Cities and suburbs, real and imaginary.

Sunday, October 7, 2007

movie theatres like death

i like to sit alone in large theatres by myself. i do not like when the 2nd, 3rd, or 4th person arrives to spoil my solitude.

even then, in the most crowded of theatres, the lights go dim, and everyone ignores everyone else and we stare at the screen like we're alone with our lovers and children next to us - but individually alone and locked up in our own eyes and ears - alone and alone in a crowded room. still, i prefer to be literally alone in theatres, not just metaphorically so. i like to make the metaphors real, because they then spiral beyond the easy metaphor into new realms of meaning.

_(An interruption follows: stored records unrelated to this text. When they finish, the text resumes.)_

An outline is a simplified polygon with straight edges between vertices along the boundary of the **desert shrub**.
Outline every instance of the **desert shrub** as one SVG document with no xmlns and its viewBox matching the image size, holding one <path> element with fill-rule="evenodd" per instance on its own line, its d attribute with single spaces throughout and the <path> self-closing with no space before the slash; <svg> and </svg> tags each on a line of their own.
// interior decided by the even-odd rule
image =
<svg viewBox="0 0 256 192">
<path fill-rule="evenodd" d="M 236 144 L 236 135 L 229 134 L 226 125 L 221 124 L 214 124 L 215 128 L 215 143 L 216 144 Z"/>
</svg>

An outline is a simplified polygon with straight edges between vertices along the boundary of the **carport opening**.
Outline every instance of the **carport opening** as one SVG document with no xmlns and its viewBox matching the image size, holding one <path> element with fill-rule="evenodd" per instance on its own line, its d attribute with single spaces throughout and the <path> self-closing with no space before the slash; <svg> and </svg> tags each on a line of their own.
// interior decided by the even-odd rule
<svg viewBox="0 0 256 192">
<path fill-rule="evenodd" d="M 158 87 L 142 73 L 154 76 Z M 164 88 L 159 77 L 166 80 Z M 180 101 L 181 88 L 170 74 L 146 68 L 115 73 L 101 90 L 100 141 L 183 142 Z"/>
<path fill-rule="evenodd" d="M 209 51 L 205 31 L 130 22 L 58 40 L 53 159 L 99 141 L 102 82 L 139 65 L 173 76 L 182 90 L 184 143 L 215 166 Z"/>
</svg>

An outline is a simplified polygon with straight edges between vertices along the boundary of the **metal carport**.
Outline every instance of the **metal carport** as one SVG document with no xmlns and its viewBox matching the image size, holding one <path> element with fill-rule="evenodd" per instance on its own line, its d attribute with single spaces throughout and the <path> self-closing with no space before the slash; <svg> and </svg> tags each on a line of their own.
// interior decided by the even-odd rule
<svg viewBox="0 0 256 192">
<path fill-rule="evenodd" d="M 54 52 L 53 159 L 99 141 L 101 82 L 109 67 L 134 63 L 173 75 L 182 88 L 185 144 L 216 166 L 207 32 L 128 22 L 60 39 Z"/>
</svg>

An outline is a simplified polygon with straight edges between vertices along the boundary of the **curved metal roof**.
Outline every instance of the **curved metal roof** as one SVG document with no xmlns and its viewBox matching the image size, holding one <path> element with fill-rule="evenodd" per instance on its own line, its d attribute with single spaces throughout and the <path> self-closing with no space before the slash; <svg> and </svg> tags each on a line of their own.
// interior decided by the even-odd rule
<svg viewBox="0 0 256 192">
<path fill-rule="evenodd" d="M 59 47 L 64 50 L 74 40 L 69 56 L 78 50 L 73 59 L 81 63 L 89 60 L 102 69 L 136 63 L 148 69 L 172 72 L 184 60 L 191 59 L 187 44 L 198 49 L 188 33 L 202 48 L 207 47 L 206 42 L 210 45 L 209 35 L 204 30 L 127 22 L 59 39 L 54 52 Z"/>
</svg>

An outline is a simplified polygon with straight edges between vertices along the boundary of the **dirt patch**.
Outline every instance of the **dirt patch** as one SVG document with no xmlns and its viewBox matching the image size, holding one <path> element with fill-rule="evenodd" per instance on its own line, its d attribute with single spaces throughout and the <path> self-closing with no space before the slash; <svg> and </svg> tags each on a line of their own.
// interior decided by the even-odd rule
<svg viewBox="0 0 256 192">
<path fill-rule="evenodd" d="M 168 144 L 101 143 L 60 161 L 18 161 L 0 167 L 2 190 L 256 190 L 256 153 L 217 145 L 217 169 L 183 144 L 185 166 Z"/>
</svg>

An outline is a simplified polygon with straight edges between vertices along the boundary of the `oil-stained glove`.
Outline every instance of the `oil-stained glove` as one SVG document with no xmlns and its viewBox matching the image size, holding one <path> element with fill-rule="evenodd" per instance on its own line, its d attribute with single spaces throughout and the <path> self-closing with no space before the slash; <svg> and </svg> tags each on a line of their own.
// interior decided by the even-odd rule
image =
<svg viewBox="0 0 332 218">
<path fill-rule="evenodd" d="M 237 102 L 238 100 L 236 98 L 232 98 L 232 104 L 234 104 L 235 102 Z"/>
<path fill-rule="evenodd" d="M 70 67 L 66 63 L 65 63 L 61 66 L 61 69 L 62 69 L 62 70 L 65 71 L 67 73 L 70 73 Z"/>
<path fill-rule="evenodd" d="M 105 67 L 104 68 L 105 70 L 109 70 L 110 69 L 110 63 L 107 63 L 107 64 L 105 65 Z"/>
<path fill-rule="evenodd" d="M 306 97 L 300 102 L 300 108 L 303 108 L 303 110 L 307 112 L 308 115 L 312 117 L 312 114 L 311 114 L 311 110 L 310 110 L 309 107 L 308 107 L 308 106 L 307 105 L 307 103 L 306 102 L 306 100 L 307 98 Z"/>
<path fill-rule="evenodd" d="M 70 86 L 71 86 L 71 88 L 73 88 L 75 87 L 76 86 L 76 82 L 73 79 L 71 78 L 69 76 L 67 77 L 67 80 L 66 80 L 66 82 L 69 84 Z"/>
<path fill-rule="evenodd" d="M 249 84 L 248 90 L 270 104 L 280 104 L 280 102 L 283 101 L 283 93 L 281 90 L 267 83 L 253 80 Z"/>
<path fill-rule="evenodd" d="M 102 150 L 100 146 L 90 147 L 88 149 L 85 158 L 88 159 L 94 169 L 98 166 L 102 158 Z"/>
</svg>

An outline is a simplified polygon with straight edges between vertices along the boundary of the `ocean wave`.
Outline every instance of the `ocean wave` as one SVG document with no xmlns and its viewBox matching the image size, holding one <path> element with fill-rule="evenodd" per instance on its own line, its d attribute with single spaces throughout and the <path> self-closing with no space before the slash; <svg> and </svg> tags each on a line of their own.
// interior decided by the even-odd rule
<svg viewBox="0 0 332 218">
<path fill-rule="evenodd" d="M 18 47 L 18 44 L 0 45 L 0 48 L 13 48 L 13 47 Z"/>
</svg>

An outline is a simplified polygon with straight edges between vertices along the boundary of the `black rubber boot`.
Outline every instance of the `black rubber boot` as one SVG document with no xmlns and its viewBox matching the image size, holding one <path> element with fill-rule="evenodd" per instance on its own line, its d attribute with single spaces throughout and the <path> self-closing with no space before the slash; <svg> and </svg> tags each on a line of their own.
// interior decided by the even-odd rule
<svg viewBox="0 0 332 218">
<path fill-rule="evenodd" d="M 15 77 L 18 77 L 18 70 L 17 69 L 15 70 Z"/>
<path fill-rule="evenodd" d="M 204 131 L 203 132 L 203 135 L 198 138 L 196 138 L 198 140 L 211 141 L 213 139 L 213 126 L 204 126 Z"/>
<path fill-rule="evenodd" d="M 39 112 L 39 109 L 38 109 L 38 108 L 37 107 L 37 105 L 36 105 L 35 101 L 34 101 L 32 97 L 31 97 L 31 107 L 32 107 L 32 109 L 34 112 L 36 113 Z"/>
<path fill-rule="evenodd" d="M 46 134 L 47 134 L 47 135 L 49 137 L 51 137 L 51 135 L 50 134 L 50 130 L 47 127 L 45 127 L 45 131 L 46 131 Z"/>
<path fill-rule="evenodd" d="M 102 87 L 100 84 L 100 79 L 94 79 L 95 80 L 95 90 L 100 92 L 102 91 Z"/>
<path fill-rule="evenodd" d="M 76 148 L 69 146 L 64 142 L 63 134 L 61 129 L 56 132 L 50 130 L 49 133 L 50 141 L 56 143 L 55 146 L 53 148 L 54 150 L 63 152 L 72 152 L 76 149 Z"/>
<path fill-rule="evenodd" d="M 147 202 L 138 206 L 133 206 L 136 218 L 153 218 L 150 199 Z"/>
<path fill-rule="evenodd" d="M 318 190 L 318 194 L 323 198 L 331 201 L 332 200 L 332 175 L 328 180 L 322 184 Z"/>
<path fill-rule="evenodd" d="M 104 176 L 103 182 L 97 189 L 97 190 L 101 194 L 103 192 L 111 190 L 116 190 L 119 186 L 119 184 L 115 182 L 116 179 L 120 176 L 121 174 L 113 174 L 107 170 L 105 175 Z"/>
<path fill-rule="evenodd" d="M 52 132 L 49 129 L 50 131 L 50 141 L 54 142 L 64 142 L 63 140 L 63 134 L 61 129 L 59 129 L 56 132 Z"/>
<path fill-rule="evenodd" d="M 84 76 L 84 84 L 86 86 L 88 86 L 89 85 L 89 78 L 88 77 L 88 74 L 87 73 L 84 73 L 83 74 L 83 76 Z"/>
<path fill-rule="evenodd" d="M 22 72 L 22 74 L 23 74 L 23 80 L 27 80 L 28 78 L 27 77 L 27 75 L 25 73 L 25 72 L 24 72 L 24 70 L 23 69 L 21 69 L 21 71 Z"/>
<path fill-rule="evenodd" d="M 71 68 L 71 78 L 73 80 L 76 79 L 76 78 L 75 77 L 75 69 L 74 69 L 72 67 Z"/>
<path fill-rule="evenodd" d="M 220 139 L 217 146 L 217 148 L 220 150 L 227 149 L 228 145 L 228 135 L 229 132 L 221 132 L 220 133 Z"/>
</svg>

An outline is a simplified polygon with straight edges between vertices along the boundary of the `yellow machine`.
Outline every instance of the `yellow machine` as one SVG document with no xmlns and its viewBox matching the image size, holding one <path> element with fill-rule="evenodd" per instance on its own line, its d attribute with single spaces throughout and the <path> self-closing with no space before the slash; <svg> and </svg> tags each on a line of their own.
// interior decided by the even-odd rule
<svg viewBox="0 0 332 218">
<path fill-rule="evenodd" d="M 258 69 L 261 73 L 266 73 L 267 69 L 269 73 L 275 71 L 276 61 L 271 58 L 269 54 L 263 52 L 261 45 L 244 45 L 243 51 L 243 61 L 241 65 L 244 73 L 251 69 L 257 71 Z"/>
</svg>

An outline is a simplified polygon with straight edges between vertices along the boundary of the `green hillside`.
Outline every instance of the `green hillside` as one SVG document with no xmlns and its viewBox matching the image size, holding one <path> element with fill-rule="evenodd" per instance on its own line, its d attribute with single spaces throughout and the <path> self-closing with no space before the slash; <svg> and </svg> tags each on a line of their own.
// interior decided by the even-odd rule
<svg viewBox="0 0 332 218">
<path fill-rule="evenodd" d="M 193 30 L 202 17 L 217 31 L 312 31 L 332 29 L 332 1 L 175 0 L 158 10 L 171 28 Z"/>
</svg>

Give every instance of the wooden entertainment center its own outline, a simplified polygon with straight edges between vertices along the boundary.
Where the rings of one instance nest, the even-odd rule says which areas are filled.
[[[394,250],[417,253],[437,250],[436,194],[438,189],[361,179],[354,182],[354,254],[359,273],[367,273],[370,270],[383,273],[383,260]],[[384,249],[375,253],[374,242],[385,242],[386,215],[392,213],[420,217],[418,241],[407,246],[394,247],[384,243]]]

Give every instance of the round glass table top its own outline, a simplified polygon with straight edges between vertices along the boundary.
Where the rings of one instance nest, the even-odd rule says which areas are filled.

alone in the place where i should be alone in a crowd is what i prefer. all the empty seats become the illusionary crowd of ghosts. i am sitting in this chair that's shaped like a plush tombstone. in other planes of sensation, all of those chairs are full with just one person alone in a theatre. we're all ghosts for each other, in our silver-sreened cemetary. the movie rolls - and all these plots are the same - pulling a narrative out of the memories in my head. the memories replay and replay until i forget the details and the film falls further into the stylized techniques of idiosyncratic directors. finally, even these narratives fade to mythos languages, gibberish child-speak in the rushed conclusion. then, the music plays and it's just a list of words, of names, like in an obituary where they list survivors and family friends.

and then, you're all alone staring at the empty screen of your own forgotten life. mysterious sounds at the edge of language, like audio hallucinations, are all that's left of your mind. you strain to listen, but you can't make anything out. somewhere people are laughing, running, talking to each other.

and you're alone in a theatre.

i sit alone in a theatre and imagine all these things. people arrive a little later and yak loudly about where they should sit. they rattle popcorn and icy beverages. their clothes make annoying swishing sounds while they walk down the aisles, still talking.

more people come. then a few more shout for their families over the previews and opening credits.

we are then, all of us, metaphorically alone in the crowded theatre.

at the end of the show, i stand up and exit the theatre. i drive home in the dark to an empty apartment.

i turn off the lights and watch the ceiling fan spin in the moonlight and the streetlamp glow like the way the milky way is spinning in the dark in the cosmic eye.